Swickard: Helping Downwinders injured by the Trinity atomic bomb test

© 2016 Michael Swickard, Ph.D.  “In answer to the question: was the development of the atomic bomb by the United States necessary? I reply unequivocally, yes. To the question: is atomic energy a force for good or for evil? I can only say: as mankind wills it.” Lt. Gen. Leslie Richard Groves who directed the Manhattan Project to create the first atomic bomb.
             President Barack Obama was in Hiroshima, Japan this last week and said in a ceremony, “We stand here in the middle of this city and force ourselves to imagine the moment the bomb fell. We force ourselves to feel the dread of children confused by what they see. We listen to a silent cry. We remember all the innocents killed across the arc of that terrible war and the wars that came before and the wars that would follow.”
            The man who made the decision, President Harry Truman wrote in 1946, “I knew what I was doing when I stopped the war that would have killed a half a million youngsters on both sides if those bombs had not been dropped. I have no regrets and under the same circumstances I would do it again.”
            Over the decades the debate continues about using the atomic bombs. President Obama stirred the pot by visiting Hiroshima near Memorial Day which commemorates American men and women who died in the service of our country. To families of WWII dead and injured it was the wrong week to visit Japan.

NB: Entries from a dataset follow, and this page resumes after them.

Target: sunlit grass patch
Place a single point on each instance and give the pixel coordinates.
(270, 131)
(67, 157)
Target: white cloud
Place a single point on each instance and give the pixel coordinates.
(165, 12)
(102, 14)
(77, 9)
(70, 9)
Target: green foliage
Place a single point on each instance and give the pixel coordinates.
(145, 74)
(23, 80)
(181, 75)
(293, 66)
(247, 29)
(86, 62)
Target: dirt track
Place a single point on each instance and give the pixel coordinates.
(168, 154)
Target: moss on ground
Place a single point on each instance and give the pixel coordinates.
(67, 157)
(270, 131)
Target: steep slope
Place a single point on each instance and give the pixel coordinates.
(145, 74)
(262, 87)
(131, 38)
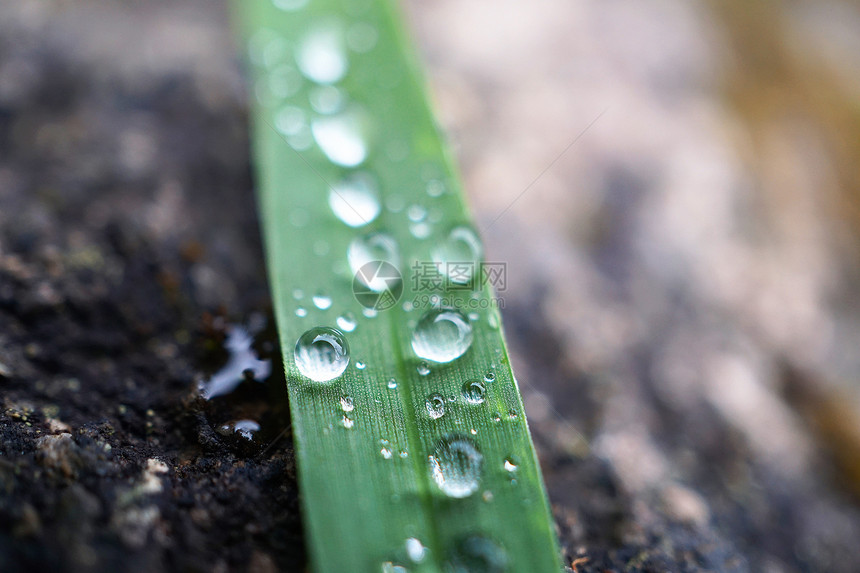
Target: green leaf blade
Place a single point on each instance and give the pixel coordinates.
(368, 489)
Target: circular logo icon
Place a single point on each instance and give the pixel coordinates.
(377, 285)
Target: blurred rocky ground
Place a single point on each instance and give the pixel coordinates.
(679, 191)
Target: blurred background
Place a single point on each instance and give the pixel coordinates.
(679, 190)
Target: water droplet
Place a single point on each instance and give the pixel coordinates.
(416, 213)
(361, 37)
(459, 255)
(341, 137)
(435, 405)
(244, 428)
(355, 200)
(321, 56)
(347, 404)
(290, 120)
(473, 392)
(477, 554)
(415, 550)
(368, 249)
(322, 353)
(442, 335)
(290, 5)
(326, 99)
(435, 188)
(346, 322)
(455, 466)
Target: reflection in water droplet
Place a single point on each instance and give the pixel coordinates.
(341, 137)
(477, 554)
(367, 249)
(242, 360)
(473, 392)
(415, 550)
(455, 466)
(346, 322)
(321, 56)
(322, 354)
(321, 301)
(326, 99)
(355, 200)
(361, 37)
(442, 335)
(459, 255)
(435, 405)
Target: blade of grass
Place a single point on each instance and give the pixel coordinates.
(366, 441)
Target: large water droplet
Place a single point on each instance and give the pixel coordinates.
(346, 322)
(355, 200)
(322, 353)
(459, 255)
(455, 466)
(473, 392)
(367, 249)
(442, 335)
(435, 405)
(321, 56)
(341, 137)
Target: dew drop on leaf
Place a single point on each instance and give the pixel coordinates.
(442, 335)
(322, 353)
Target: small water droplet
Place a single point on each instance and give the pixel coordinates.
(322, 354)
(415, 550)
(326, 99)
(341, 137)
(442, 335)
(321, 56)
(435, 405)
(473, 392)
(455, 466)
(346, 322)
(355, 200)
(459, 255)
(435, 188)
(372, 248)
(361, 37)
(322, 301)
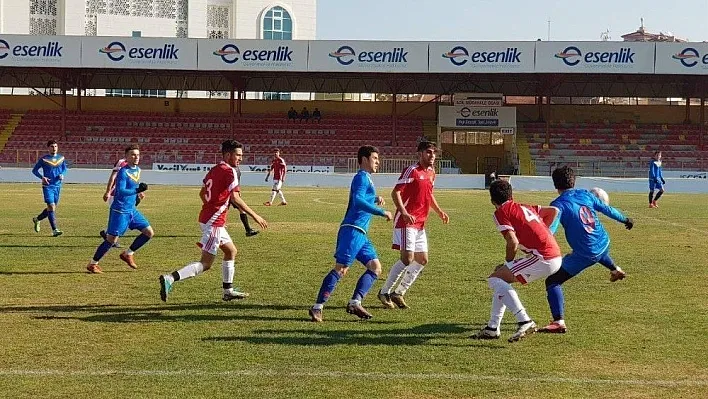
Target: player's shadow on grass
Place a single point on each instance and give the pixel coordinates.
(419, 335)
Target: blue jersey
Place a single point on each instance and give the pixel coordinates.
(583, 229)
(127, 182)
(655, 175)
(52, 167)
(362, 202)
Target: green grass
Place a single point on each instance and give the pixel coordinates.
(70, 334)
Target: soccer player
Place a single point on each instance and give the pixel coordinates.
(413, 197)
(656, 179)
(525, 228)
(588, 240)
(53, 167)
(123, 215)
(352, 242)
(217, 192)
(277, 167)
(242, 215)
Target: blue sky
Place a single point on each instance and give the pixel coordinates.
(477, 20)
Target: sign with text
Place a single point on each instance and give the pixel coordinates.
(253, 55)
(482, 57)
(479, 117)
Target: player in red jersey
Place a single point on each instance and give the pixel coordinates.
(413, 196)
(218, 191)
(525, 228)
(278, 168)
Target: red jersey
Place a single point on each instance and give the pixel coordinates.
(218, 185)
(533, 235)
(278, 168)
(416, 187)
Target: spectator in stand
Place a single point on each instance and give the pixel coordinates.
(292, 114)
(316, 115)
(304, 114)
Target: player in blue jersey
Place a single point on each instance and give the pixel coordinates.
(656, 179)
(123, 214)
(586, 236)
(53, 167)
(352, 242)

            And I have a small part in that history since I am a New Mexico Downwinder. We were injured years later by the downwind radiation left by the first test of the nuclear bomb since it was exploded in New Mexico. We who were born and lived downwind of the Trinity explosion in New Mexico didn’t know the deadly effect.
            People argue the issues of using atomic bombs, especially against civilians. But we Downwinders are civilians injured in this enterprise. Our government has turned its back on us and our injuries. A politician’s representative in exasperation years ago stated, “We beat the Japanese, what do you want?”

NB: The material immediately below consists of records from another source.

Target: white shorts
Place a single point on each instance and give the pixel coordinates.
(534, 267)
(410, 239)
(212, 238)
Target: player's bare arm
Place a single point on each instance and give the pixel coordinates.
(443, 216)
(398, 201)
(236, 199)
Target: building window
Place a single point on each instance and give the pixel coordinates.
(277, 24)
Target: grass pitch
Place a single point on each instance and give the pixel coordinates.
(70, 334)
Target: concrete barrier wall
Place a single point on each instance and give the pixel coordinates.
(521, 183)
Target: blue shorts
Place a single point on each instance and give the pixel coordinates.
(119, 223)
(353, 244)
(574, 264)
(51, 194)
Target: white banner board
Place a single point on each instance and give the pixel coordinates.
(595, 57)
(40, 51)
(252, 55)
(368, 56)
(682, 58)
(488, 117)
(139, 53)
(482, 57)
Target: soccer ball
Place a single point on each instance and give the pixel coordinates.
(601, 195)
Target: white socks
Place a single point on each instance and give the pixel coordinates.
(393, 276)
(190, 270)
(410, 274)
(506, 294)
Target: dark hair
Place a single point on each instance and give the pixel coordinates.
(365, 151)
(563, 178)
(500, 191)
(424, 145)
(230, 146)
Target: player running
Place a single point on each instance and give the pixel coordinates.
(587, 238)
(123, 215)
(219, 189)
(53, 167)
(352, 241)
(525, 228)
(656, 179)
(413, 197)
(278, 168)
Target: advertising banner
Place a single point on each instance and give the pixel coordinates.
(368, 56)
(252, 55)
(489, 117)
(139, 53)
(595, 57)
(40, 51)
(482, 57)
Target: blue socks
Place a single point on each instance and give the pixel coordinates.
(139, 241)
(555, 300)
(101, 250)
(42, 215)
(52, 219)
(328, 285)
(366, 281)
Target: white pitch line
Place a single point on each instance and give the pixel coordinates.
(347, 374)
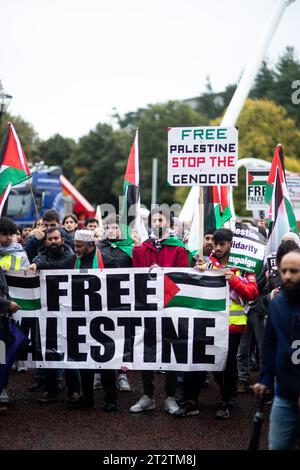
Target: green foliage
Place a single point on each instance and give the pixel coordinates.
(97, 161)
(262, 125)
(58, 150)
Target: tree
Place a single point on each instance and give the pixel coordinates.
(58, 150)
(262, 125)
(93, 164)
(26, 133)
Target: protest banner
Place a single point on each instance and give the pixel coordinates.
(247, 249)
(169, 319)
(202, 156)
(293, 185)
(256, 188)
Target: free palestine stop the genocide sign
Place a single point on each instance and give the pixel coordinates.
(202, 156)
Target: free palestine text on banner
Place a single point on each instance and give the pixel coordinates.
(169, 318)
(202, 156)
(247, 249)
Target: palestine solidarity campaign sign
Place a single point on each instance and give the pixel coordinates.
(247, 249)
(169, 319)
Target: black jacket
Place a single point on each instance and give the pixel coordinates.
(63, 259)
(121, 259)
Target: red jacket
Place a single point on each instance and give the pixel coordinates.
(168, 256)
(244, 286)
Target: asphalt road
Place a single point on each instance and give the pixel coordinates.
(28, 425)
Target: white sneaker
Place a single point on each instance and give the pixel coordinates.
(4, 398)
(145, 403)
(123, 383)
(170, 405)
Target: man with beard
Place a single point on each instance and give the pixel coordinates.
(243, 288)
(281, 355)
(55, 254)
(90, 257)
(164, 251)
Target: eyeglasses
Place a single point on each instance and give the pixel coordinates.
(291, 270)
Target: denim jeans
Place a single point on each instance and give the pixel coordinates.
(283, 421)
(255, 326)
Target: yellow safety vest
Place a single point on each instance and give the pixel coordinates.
(10, 262)
(237, 315)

            I immediately said, “I would like to not have gotten cancer from that effort. Lacking that, would you help me and other Downwinders deal with our injuries?” The representative said that Congress has no will to help us, though they did help the Japanese who were injured by America’s use of atomic bombs to end WWII.
            To the issue of President Truman using the bombs, everything I have read points to that decision as saving perhaps a couple million lives, both American and Japanese. Operation Downfall: the planned invasion of the Island of Japan was massive as was the will of the Japanese to resist.

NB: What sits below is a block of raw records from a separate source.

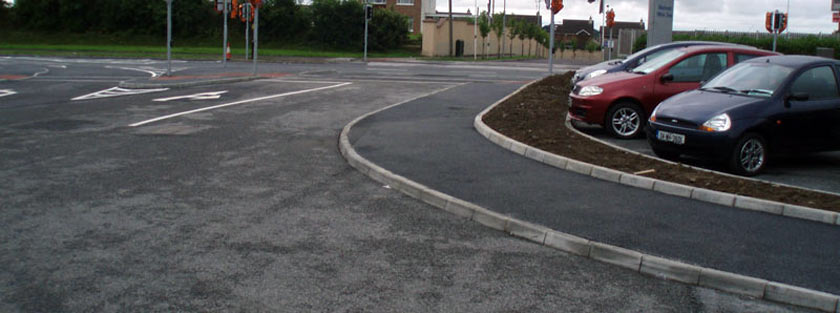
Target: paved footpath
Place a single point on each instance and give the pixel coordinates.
(432, 141)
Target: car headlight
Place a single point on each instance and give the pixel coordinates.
(590, 91)
(596, 74)
(653, 114)
(720, 123)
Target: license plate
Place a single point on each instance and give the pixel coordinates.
(670, 137)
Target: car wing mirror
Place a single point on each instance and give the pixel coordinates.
(796, 96)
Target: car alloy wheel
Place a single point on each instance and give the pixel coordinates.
(750, 155)
(625, 120)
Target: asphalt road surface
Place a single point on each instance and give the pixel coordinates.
(248, 206)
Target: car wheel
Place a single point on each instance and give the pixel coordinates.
(749, 156)
(625, 120)
(667, 155)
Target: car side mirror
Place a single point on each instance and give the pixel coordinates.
(797, 96)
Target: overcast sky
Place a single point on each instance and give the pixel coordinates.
(806, 16)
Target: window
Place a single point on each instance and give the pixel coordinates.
(699, 67)
(818, 83)
(743, 57)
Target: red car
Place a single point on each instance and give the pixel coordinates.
(622, 101)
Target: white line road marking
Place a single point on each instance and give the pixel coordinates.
(199, 96)
(116, 92)
(235, 103)
(7, 92)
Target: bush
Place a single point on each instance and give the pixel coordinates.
(387, 30)
(338, 24)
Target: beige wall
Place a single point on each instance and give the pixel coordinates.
(436, 40)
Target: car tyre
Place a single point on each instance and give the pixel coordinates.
(749, 157)
(625, 120)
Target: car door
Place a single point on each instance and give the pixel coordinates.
(810, 123)
(688, 73)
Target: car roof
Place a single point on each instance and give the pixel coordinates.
(794, 61)
(736, 48)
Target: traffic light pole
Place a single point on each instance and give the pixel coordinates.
(367, 7)
(256, 36)
(169, 37)
(551, 44)
(224, 34)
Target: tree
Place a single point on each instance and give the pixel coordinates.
(484, 28)
(338, 24)
(497, 24)
(388, 29)
(513, 31)
(285, 21)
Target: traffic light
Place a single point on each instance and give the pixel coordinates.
(768, 22)
(783, 22)
(610, 18)
(556, 6)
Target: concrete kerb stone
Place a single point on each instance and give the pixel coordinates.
(800, 296)
(206, 82)
(673, 188)
(810, 214)
(567, 243)
(491, 219)
(535, 154)
(579, 167)
(518, 147)
(711, 196)
(637, 181)
(671, 270)
(733, 283)
(615, 255)
(607, 174)
(761, 205)
(526, 230)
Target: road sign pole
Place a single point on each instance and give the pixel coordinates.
(224, 34)
(256, 36)
(169, 37)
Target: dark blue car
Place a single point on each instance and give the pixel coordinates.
(761, 107)
(634, 59)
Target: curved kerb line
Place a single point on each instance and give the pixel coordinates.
(235, 103)
(645, 264)
(638, 181)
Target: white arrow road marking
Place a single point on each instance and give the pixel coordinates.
(235, 103)
(199, 96)
(115, 92)
(7, 92)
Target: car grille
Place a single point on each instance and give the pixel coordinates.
(676, 122)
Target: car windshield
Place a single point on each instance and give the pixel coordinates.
(752, 79)
(658, 62)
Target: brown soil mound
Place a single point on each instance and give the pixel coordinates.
(536, 116)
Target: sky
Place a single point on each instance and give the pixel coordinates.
(805, 16)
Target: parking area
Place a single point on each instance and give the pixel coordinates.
(819, 171)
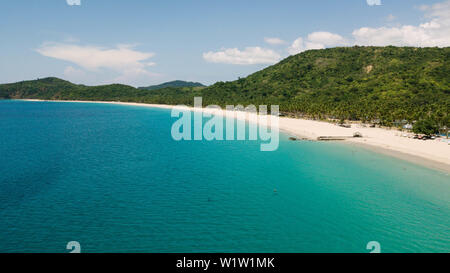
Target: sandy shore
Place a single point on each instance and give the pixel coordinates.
(431, 153)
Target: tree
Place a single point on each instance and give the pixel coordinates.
(426, 127)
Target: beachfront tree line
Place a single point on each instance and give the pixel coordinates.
(372, 84)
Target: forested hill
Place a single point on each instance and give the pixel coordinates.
(173, 84)
(359, 83)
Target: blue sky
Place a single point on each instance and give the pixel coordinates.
(148, 42)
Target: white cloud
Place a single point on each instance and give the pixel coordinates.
(73, 2)
(124, 60)
(249, 56)
(316, 40)
(374, 2)
(274, 41)
(390, 18)
(435, 32)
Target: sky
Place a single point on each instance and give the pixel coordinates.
(146, 42)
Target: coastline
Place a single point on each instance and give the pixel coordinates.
(431, 153)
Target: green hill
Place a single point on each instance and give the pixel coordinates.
(357, 83)
(173, 84)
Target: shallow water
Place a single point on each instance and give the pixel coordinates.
(112, 178)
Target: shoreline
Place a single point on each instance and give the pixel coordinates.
(432, 154)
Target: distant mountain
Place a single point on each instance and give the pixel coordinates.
(173, 84)
(349, 83)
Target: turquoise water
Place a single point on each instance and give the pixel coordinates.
(112, 178)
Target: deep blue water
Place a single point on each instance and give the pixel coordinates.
(112, 178)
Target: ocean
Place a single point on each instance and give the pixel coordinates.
(112, 178)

            The two operations, Olympic and Coronet planned to use millions of American soldiers and we know the Japanese military along with their civilians were set to fight to the death. Also, I have friends who were on troop ships headed to take part in those operations. They perhaps escaped combat death by the use of the bombs.
            President Obama said, “We may not be able to eliminate man’s capacity to do evil, so nations and the alliances that we form must possess the means to defend ourselves. But among those nations like my own that hold nuclear stockpiles, we must have the courage to escape the logic of fear and pursue a world without them.”
            This doesn’t seem possible with aggressive nations and even terrorists having nuclear weapons. The notion of Mutually Assured Destruction is all that keeps us from being attacked. I fear both atomic weapons and a world where we have none while our enemies have some.
            President Obama might not have used the atomic bombs to end WWII. Thank God for President Truman. I feel the use of those weapons were justified in 1945 against Japan. Unfortunately, I do have to live with the results of our country exploding a nuclear device here in New Mexico.
            We are left with the question: should Downwinders get help for our illnesses? We can debate the use of nuclear weapons, but first take care of those Americans injured the last time America did so.